On 09.08.2014 07:04, Zhuowei zhang (Redacted sender zhuoweizhang@xxxxxxxxx for DMARC) wrote:
During this port, I understood *how* the Solaris porters worked around a problem, but not *why* the workaround was needed in the first place. In the Solaris runtime, the pipe() system call is implemented in hand-written assembly, and passes the results in registers instead of storing them in a caller-provided array. I found that this handwritten function wasn't needed on 386, but is required on amd64, otherwise one gets an invalid value error from the kernel. I'm confused about why this is needed - what's the difference between writing to an array on 386 and on amd64?

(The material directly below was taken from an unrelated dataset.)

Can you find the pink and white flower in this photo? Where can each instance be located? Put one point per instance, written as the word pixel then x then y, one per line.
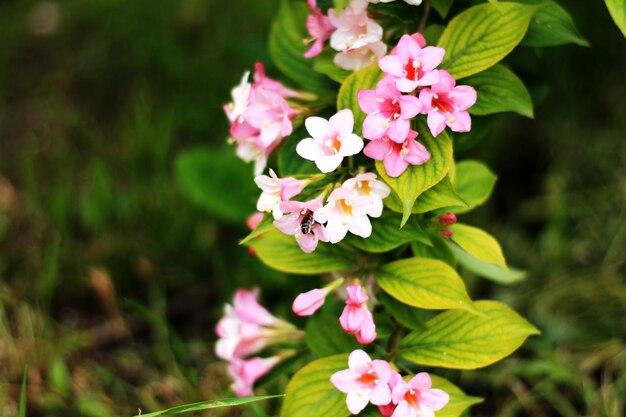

None really. If you look at the kernel-side code [1], you'll see that the only parameter dependent error is B_BAD_ADDRESS (I assume you didn't mean B_BAD_VALUE). So I'd say you simply pass in an invalid pointer.
[...]
On a related note, during this port, I noticed that Haiku x86_64, unlike Solaris and possibly other 64-bit Unix-like OSes, has a 32-bit time_t i.e. the number of seconds in struct timespec is a 32-bit value. Does this mean that 64-bit Haiku is also subject to the Year 2038 problem?
Yes. It might not be trivial for us to switch time_t to 64 bit, but I guess we should do it earlier rather than later.